The data extracted from all of the included studies were narratively synthesized to provide a qualitative account of the data extracted from the included studies. The qualitative syntheses involved an explanation of the characteristics of the included studies, including study design, participants, study location, age, number of patients with co-infections, number of patients with malaria, number of patients with leptospirosis, and diagnostic tests for both malaria and leptospirosis. The quantitative synthesis involved the use of statistical analysis to pool the outcome. The first outcome of this study was the pooled prevalence of malaria and leptospirosis co-infections among febrile patients. The secondary outcome was the pooled prevalence of leptospirosis infection among malaria patients. The tertiary outcome was the pooled odds of malaria and leptospirosis co-infections among febrile patients. All outcomes were estimated using the random effect models and assumed that heterogeneity existed among the included studies. The outcomes of each study were shown in the forest plot in the point estimate and their 95% confidence interval (CI). The summarized outcome of interest was also shown in the forest plots. The heterogeneity among the included studies was assessed using Cochran’s Q and quantified using I-squared statistics. In the presence of substantial heterogeneity, the outcomes were pooled using the random effect model. For leptospirosis, the subgroup analyses of countries, diagnostic tests, and participants’ age groups were performed to specify the prevalence in each subgroup. Publication bias was assessed by visualizing a funnel plot. The meta-analysis was conducted using Stata ver. 14 (StataCorp, College Station, TX, USA).

3. Results

3.1. Search Results

Overall, 2370 articles were retrieved from three databases: 542 from PubMed, 1232 from Scopus, and 596 from the Web of Science. After duplicates were removed, 1487 studies were screened for titles and abstracts. After 247 non-relevant articles were excluded, 125 articles were examined for full texts. Of the 125 articles examined for full text, 111 articles were excluded for the following reasons: 55 had no data on co-infection of malaria and leptospirosis, 25 had no malaria cases, 13 were review articles, 9 were case reports or case series for malaria and leptospirosis, and 9 had no leptospirosis cases. Fourteen articles [26,29,30,31,32,33,34,35,36,37,38,39,40,41] met the eligibility criteria and were included in the qualitative synthesis. Additional searches on reference lists and Google Scholar found one article [42]. Finally, 15 articles [26,29,30,31,32,33,34,35,36,37,38,39,40,41,42] were included in the qualitative and quantitative syntheses (Figure 1).

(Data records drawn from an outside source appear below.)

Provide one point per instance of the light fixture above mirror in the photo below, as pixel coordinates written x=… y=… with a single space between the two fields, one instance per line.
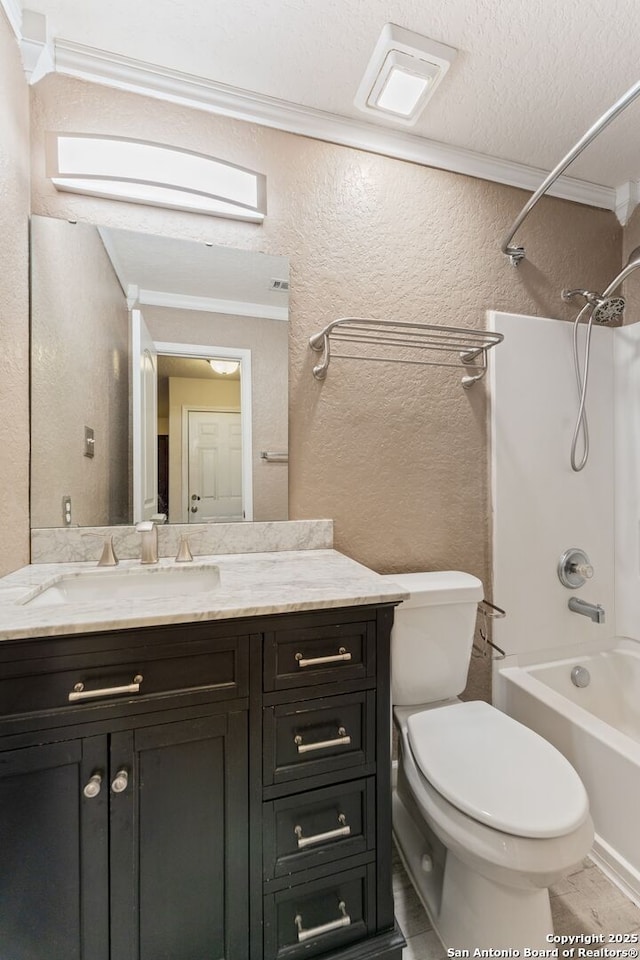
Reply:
x=225 y=368
x=153 y=173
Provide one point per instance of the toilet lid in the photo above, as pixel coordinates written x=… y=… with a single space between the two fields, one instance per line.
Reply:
x=496 y=770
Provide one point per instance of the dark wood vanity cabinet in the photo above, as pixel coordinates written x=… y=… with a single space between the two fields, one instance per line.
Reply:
x=206 y=791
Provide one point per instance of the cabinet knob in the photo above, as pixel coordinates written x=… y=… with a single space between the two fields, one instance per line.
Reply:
x=93 y=785
x=120 y=781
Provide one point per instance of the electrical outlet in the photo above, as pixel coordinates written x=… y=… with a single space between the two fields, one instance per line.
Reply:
x=89 y=442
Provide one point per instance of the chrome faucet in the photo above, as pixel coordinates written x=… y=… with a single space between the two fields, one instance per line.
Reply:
x=592 y=610
x=149 y=544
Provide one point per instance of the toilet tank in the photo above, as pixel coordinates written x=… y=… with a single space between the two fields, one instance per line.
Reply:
x=432 y=635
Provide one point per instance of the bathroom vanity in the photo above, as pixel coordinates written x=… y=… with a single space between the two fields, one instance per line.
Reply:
x=213 y=787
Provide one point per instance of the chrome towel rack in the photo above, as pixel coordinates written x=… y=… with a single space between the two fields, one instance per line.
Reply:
x=405 y=342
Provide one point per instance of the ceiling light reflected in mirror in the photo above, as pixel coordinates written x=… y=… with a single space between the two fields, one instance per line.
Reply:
x=225 y=368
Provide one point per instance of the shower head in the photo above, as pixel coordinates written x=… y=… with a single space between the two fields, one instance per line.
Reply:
x=604 y=309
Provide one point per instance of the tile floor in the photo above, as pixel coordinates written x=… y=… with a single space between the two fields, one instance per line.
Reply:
x=583 y=902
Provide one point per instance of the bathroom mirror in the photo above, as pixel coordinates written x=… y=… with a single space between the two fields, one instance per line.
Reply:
x=158 y=378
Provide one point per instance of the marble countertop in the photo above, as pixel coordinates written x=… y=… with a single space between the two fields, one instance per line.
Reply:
x=252 y=584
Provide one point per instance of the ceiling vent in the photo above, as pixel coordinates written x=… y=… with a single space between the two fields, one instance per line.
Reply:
x=403 y=74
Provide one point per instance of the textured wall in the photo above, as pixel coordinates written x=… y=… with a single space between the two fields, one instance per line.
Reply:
x=267 y=340
x=14 y=306
x=396 y=455
x=80 y=347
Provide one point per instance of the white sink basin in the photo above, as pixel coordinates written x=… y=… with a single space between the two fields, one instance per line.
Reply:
x=138 y=583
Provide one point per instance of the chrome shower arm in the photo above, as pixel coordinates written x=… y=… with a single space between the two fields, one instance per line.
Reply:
x=517 y=253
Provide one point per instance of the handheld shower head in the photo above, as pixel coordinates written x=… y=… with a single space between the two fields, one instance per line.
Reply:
x=604 y=309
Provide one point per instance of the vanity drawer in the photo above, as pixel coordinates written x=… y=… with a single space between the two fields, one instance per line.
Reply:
x=318 y=827
x=318 y=736
x=319 y=654
x=319 y=916
x=116 y=675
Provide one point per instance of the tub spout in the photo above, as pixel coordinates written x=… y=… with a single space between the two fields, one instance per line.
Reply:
x=592 y=610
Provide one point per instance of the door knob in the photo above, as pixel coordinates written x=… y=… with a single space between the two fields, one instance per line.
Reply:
x=120 y=781
x=93 y=785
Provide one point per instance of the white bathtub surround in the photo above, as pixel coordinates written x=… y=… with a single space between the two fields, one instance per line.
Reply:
x=597 y=727
x=540 y=506
x=72 y=544
x=486 y=814
x=250 y=585
x=627 y=479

3.2. Characteristics of the Included Studies

Fifteen studies included in the present study were prospective observational studies (7/15, 46.7%) [30,32,33,34,37,41], cross-sectional studies (6/15, 40%) [29,31,36,39,41,42], and retrospective observational studies (2/15, 13.3%) [37,42]. All studies were published between the years 2003–2021. Most of the included studies were conducted in India (5/15, 33.3%) [32,34,36,37,41], Thailand (3/15, 20%) [30,38,40], Cambodia (2/15, 13.3%) [33,35], Bangladesh [39], Jamaica [31], Malaysia [26], Tanzania [29], and Venezuela [42]. Most studies enrolled febrile patients (5838 cases) (10/15, 66.7%) [29,30,31,33,34,36,37,39,40,41], malaria-positive patients (421 cases) [32,38,42], and one study enrolled both febrile and non-febrile individuals (1193 cases) [35]. Most of the included studies enrolled adult patients (7/15, 46.7%) [26,30,34,37,38,41,42], all age groups (5/15, 33.3%) [31,33,35,36,39], and age not specified, by Mandage et al. [32]. For malaria diagnosis, most of the included studies used a gold standard “microscopy” alone (8/15, 53.3%) [26,29,30,33,36,38,41,42], microscopy/RDT/PCR (3/15, 20%) [32,35,39], microscopy/RDT [34] ELISA [31] microscopic agglutination test (MAT) [40], and RDT [37]. For leptospirosis diagnosis, most of the included studies used ELISA (7/15, 46.7%) [31,34,36,39,41,42], ELISA/MAT (4/15, 26.7%) [29,30,33,40], PCR [32,35], IFA [38], MAT alone [37], and MAT/PCR [26]. All of the characteristics of the included studies are shown in Table 1.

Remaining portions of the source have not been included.